The two efforts – which amounted to 80 runs at over two runs a ball – were buried by the fact that Mumbai lost both matches. At six points from seven matches, things did not look good for them.
Yet again Mumbai got an excellent start, this time against Rajasthan Royals. Emerging at 76-2, Surya blasted a 29-ball 55: while slightly slower than the effort against Punjab, it resulted in a win, though Surya’s resurgence was overshadowed by Tim David’s blast.
He followed this with 66 in 31 balls in the return match against Punjab, this time chasing 215. From four innings, all while chasing targets in excess of 200, his aggregate read 201 in 98 balls – still over two a ball. The worries about his lack of form lay forgotten.
The Chennai Super Kings match on the slow Chepauk track provided a different challenge. Surya’s 22-ball 26 was in tune with Mumbai’s insipid effort in an afternoon when Nehal Wadhera (125.5) was their fastest batter.
On a truer pitch, Mumbai found themselves chasing 200 again – this time exactly that number, against the Royal Challengers Bangalore. Rohit Sharma fell in the fifth over, which meant that Mohammed Siraj and Josh Hazlewood were done with their first spells. With Wanindu Hasaranga in the act, Mumbai promoted Surya to No.3.
Surya responded with a 35-ball 83, making a mockery of the 10-an-over target. Against a stronger Gujarat attack, Mumbai sent him to No.3 again, this time against Rashid Khan. This time Surya made 103 not out in 49 balls.
Surya had started the season with four failures in five matches. It took him seven innings to burst into the top three run-scorers of the season. His 479 runs in 2023 are his best after his 512 in 2018 – but those runs had come at 133.
At 191, this is his best strike rate in a single IPL season – as is his average of 43.55. As with T20Is in 2022, he is scoring at breakneck pace without getting dismissed.
In fact, across all Twenty20 cricket, his 2023 numbers (average 49.73, strike rate 175) are very similar to what he did in 2022 (46.96 and 176). He has been plundering runs the same way.
The curious case of ‘clutch’ matches
A point often made about Surya is his inability to perform when it “matters the most”. Such situations are obviously difficult to classify, more so in Twenty20 cricket, where batters have to adopt a high-risk approach irrespective of the ‘importance’ of the matches.

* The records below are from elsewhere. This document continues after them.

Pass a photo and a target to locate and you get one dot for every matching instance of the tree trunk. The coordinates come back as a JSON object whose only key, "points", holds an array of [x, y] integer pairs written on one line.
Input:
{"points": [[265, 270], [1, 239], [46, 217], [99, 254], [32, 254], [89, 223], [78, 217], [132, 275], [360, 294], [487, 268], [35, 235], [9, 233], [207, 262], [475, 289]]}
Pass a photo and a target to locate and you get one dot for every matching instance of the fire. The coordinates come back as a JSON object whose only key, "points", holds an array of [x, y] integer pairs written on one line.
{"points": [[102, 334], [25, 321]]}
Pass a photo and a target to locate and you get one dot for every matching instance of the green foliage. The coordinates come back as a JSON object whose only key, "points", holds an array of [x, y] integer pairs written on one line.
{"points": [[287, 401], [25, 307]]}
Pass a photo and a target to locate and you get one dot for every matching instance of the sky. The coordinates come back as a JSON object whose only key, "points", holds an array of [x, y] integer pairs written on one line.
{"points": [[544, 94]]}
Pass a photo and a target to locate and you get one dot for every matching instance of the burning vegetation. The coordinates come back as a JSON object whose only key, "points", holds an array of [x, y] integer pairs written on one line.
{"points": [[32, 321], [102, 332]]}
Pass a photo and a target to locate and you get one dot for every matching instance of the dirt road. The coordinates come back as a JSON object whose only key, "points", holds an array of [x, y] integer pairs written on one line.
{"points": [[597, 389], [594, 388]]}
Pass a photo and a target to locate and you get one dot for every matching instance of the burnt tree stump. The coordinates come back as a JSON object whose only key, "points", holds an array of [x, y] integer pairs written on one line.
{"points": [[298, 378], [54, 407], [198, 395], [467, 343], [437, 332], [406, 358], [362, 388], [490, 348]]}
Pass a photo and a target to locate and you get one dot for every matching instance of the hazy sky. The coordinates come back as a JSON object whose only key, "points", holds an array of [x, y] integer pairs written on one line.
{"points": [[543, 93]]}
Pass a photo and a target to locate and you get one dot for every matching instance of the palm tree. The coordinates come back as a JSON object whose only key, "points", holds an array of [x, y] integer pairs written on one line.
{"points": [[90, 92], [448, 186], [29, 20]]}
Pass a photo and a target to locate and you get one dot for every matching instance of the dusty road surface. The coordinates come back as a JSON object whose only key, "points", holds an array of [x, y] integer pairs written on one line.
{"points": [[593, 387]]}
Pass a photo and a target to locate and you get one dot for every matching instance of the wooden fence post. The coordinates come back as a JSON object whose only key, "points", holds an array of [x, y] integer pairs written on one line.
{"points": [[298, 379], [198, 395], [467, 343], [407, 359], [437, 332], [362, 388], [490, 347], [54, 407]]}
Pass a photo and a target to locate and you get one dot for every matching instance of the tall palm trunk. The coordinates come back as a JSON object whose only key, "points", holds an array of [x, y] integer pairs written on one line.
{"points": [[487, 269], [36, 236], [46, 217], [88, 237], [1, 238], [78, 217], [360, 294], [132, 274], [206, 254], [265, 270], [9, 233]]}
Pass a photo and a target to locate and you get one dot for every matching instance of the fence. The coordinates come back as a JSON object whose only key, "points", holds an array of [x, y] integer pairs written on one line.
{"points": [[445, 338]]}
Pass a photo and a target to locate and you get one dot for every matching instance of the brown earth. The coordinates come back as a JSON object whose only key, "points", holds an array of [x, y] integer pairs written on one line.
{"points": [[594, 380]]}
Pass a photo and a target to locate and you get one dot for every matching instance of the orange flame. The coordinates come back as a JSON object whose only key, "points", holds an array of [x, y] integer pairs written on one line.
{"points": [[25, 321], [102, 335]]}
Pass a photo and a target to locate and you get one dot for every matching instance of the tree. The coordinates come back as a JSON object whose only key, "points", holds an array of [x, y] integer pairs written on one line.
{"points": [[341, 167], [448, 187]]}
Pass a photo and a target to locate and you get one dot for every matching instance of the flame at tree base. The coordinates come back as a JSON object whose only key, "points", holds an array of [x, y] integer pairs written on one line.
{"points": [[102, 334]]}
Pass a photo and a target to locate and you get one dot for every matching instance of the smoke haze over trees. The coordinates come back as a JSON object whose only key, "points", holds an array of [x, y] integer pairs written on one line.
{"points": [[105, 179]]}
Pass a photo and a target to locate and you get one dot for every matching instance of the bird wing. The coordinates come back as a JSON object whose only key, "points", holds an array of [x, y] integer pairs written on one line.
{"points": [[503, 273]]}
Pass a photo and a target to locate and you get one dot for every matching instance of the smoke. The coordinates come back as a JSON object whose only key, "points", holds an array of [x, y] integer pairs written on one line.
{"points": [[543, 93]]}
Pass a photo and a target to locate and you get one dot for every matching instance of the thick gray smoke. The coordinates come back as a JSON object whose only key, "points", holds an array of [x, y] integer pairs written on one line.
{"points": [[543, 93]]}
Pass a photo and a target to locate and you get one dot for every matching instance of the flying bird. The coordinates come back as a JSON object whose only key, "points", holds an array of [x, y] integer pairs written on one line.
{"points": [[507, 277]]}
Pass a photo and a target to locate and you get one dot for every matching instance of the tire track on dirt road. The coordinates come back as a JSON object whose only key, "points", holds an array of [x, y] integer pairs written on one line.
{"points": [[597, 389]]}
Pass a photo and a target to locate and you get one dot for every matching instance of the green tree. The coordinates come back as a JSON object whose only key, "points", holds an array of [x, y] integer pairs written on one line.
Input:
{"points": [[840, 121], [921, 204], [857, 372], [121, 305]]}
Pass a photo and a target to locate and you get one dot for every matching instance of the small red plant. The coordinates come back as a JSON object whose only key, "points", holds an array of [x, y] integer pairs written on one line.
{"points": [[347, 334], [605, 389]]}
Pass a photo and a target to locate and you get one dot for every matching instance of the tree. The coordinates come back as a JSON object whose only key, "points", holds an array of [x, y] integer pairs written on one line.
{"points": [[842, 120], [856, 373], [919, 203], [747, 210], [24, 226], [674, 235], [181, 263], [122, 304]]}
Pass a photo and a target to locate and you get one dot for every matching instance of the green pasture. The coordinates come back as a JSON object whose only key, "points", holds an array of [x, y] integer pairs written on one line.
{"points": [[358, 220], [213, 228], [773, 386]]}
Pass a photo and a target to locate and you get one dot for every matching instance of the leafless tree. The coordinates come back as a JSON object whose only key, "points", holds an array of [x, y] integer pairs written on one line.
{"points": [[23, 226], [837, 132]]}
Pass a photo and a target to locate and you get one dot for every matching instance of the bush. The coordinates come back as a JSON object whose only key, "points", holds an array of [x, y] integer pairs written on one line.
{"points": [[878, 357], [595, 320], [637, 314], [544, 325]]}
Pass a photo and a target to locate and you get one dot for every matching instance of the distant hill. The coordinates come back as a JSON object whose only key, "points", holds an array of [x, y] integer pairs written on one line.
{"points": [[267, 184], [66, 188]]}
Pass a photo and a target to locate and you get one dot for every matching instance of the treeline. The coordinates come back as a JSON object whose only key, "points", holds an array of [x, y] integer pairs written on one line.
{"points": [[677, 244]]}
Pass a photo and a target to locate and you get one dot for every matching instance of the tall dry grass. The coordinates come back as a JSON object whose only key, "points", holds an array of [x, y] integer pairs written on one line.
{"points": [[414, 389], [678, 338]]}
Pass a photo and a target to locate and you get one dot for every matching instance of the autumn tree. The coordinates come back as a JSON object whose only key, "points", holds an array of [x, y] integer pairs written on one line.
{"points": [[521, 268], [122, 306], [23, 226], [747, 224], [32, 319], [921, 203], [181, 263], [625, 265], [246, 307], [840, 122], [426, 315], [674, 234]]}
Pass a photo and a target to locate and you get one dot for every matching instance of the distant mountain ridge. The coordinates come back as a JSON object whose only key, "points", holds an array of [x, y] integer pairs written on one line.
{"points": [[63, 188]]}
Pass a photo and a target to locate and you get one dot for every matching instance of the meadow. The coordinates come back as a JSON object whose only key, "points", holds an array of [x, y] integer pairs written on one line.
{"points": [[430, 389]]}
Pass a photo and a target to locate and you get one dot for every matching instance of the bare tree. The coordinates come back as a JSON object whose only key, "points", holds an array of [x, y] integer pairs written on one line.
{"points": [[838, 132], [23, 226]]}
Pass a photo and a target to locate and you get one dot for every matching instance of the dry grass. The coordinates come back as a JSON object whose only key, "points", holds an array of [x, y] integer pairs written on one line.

If the knockout stage in ICC trophies are considered ‘clutch matches’, Surya has played only one of these, against England in the 2022 T20 World Cup semi-final, where he made a 10-ball 14 – a sample size too small to comment on.
Six months down the line, his pyrokinetics have helped Mumbai win four matches in five. From the bottom half of the points table, a few defeats away from being eliminated, they now sit comfortably at third place.
If that is not performing in a clutch situation, what is?